Semlitsch and his students are currently studying how amphibian offspring disperse among different wetlands and how they make use of the forests around the watery places. This differs from traditional approaches to amphibian research that concentrate mainly on the aquatic phase of the life cycle that is tied to one particular wetlands breeding area.

Rittenhouse began her study by selecting two ponds, one surrounded by woods and another bordered by a manmade grassland edge. After placing the radio-fitted salamanders into the ponds, she trudged out and recorded their movements each day for three months. As it turns out, obstacles matter to salamanders — even seemingly natural obstacles.

Rittenhouse found that those salamanders faced with crossing the bluestem, Indian grass and fescue-filled pasture, stayed put. “None of them walked more than two or three meters into the grassy field when they left the pond. They turned around. It was the first time we could really show that they can tell a difference between habitats,” she says. The spotted salamanders in her study, in fact, avoided the inhospitable habitat even when there was another suitable pond and ideal forest just 100 meters away. Rittenhouse is today expanding on her findings in a larger study on frogs located in the Daniel Boone Conservation Area near Hermann, Mo.

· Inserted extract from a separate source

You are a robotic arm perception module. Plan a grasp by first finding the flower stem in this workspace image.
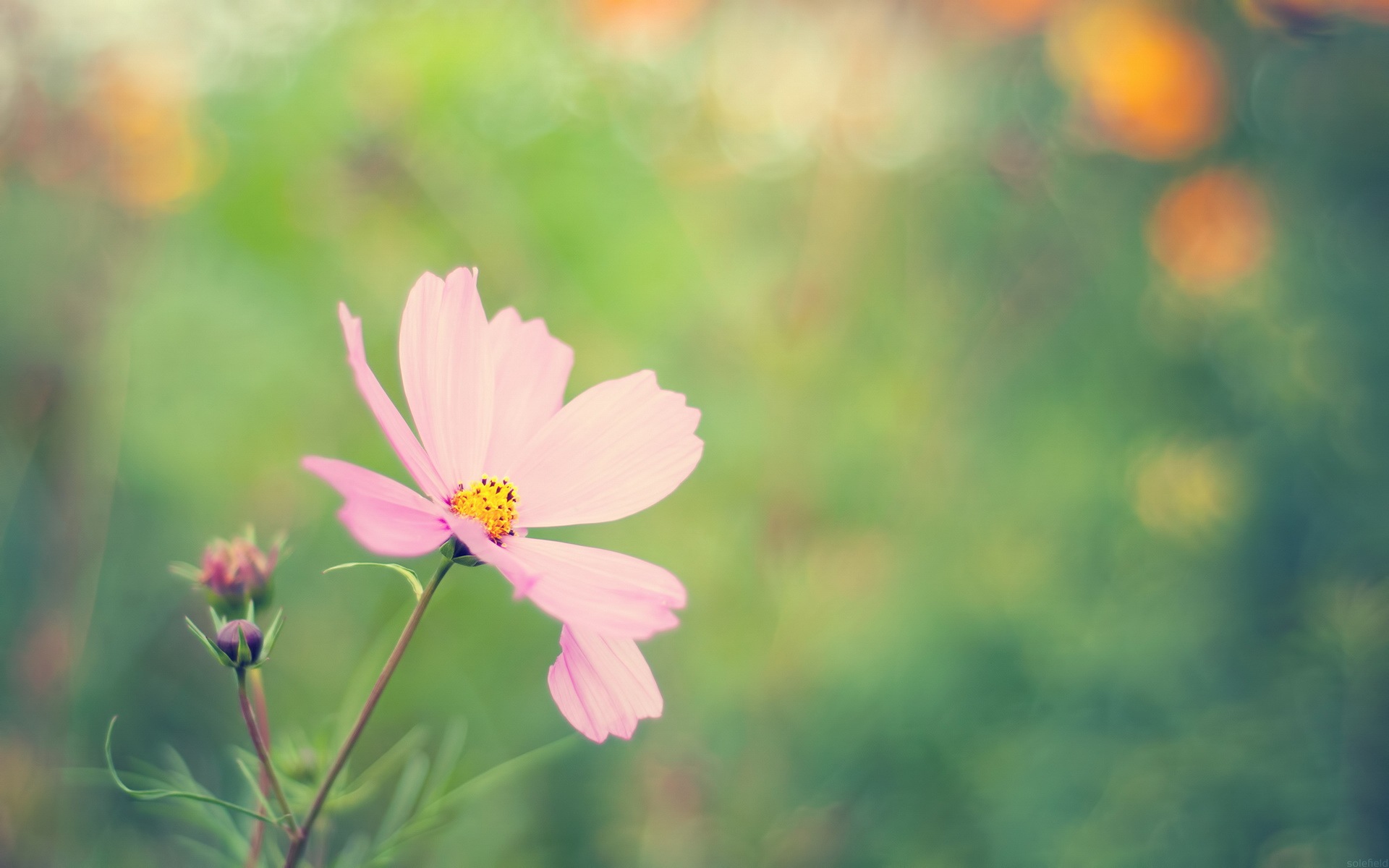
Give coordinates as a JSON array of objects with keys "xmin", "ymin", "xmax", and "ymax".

Again and again, Semlitsch and his students have found that the success or failure of amphibian populations depends not only upon the availability of such small isolated wetlands, but also on the ability of the vulnerable creatures to move through terrestrial habitats among them. Unfortunately these types of wetlands — the small ponds and seasonally flooded spaces that are most critical for amphibians’ survival — are least likely to be protected by law.

“The regulatory landscape favors larger wetlands over smaller ones, even though the ecological landscape presents a different view: Larger doesn’t mean better,” says Semlitsch.